Purpose: To compare the spectroscopic and unfolding properties of human lens [beta]B2- and [gamma]C-crystallin with those of [alpha]A-crystallin.
Methods: Human lens [beta]B2- and [gamma]C-crystallin were cloned and measured spectroscopically. The unfolding curves in response to guanidine HCl (GdnHCl) and heat were also obtained by measuring Trp fluorescence emission intensity or emission maximum wavelength with increasing perturbation.

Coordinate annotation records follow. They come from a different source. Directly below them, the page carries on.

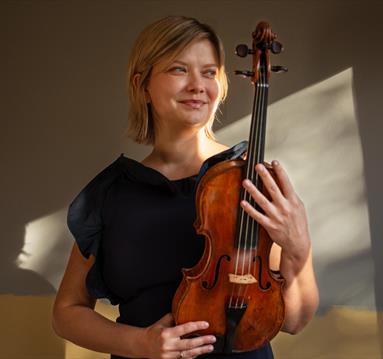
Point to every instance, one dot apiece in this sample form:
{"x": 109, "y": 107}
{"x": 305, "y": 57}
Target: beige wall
{"x": 64, "y": 110}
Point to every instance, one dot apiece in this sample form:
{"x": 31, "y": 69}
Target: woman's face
{"x": 185, "y": 93}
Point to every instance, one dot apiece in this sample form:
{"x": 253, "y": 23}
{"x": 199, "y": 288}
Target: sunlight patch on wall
{"x": 314, "y": 133}
{"x": 46, "y": 247}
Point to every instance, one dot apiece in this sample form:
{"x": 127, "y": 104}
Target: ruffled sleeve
{"x": 85, "y": 223}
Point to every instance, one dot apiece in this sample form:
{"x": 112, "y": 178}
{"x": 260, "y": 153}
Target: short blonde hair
{"x": 162, "y": 41}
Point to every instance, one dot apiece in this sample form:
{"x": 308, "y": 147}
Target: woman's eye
{"x": 177, "y": 69}
{"x": 211, "y": 73}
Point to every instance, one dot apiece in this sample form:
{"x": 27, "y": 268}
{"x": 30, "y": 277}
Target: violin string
{"x": 256, "y": 158}
{"x": 243, "y": 233}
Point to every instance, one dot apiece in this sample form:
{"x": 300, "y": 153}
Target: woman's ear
{"x": 136, "y": 86}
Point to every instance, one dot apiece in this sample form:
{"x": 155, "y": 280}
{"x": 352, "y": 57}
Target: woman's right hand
{"x": 165, "y": 340}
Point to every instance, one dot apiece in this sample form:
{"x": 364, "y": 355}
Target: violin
{"x": 232, "y": 286}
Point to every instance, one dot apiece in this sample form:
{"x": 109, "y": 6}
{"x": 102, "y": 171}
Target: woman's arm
{"x": 74, "y": 319}
{"x": 285, "y": 220}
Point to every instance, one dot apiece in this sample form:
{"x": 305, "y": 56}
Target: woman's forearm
{"x": 87, "y": 328}
{"x": 300, "y": 291}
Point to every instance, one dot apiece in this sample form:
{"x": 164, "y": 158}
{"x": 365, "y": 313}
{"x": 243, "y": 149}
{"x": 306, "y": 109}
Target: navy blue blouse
{"x": 139, "y": 226}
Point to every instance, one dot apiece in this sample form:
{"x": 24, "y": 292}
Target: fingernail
{"x": 246, "y": 182}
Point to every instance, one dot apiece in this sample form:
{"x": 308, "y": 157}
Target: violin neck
{"x": 256, "y": 149}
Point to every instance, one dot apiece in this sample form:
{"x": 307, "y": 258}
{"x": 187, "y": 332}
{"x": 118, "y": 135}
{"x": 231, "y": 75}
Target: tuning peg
{"x": 244, "y": 73}
{"x": 276, "y": 47}
{"x": 279, "y": 68}
{"x": 242, "y": 50}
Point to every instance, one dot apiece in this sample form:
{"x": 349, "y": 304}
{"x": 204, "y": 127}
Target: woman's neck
{"x": 181, "y": 156}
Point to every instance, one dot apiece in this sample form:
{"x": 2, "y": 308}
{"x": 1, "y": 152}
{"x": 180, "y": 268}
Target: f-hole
{"x": 205, "y": 283}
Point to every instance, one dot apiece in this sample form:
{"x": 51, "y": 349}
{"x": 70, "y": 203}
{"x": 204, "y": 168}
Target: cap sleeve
{"x": 84, "y": 213}
{"x": 86, "y": 225}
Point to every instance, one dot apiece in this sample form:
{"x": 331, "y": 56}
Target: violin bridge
{"x": 242, "y": 278}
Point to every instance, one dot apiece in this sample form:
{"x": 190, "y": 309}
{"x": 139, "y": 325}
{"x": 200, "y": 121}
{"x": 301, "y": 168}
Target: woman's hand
{"x": 284, "y": 216}
{"x": 165, "y": 342}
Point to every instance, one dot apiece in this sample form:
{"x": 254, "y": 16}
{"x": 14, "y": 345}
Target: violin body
{"x": 206, "y": 289}
{"x": 232, "y": 286}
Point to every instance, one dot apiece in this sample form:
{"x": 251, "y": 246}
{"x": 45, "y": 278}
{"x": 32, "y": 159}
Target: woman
{"x": 133, "y": 223}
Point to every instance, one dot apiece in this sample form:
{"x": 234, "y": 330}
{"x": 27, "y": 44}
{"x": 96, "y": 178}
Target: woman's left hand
{"x": 284, "y": 216}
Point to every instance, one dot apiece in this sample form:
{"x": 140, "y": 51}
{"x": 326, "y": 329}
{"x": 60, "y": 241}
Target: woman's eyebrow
{"x": 185, "y": 63}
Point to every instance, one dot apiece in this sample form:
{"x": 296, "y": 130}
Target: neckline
{"x": 151, "y": 175}
{"x": 143, "y": 169}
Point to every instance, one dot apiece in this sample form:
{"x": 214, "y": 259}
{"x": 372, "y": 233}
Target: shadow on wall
{"x": 26, "y": 315}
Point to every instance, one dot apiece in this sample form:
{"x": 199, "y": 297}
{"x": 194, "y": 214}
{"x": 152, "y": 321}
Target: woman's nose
{"x": 195, "y": 83}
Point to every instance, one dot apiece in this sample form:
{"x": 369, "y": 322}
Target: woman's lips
{"x": 195, "y": 104}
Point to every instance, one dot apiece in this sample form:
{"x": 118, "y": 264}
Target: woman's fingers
{"x": 187, "y": 328}
{"x": 269, "y": 182}
{"x": 284, "y": 182}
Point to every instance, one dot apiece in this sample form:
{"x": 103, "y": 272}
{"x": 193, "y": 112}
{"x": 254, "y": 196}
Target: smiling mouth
{"x": 195, "y": 104}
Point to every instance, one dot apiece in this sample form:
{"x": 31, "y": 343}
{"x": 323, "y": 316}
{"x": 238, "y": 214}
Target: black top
{"x": 139, "y": 226}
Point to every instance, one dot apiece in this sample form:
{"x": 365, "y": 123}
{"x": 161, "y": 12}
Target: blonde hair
{"x": 163, "y": 41}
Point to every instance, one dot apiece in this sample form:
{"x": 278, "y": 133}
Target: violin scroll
{"x": 263, "y": 42}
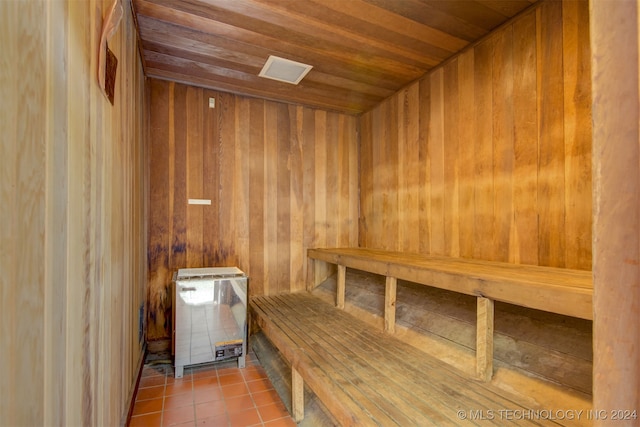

Results: Very similar spectroscopic and unfolding properties were seen with [beta]B2- and [gamma]C-crystallin, but both demonstrated great differences compared with [alpha]A-crystallin. Unlike [alpha]A-crystallin, [beta]B2- and [gamma]C-crystallin showed very little binding to Bis-ANS (4,4'-dianilino-1,1'-binaphthalene-5,5'-disulfonic acid), a hydrophobic fluorescence probe. Both [beta]B2- and [gamma]C-crystallin were more resistant than [alpha]A-crystallin to GdnHCl-induced unfolding, but [alpha]A-crystallin was more resistant than [beta]B2- and [gamma]C-crystallin to heat induced unfolding.
Conclusions: It was observed that [beta]B2- and [gamma]C-crystallin showed more similar spectroscopic and unfolding properties with each other than each of them showed with [alpha]A-crystallin.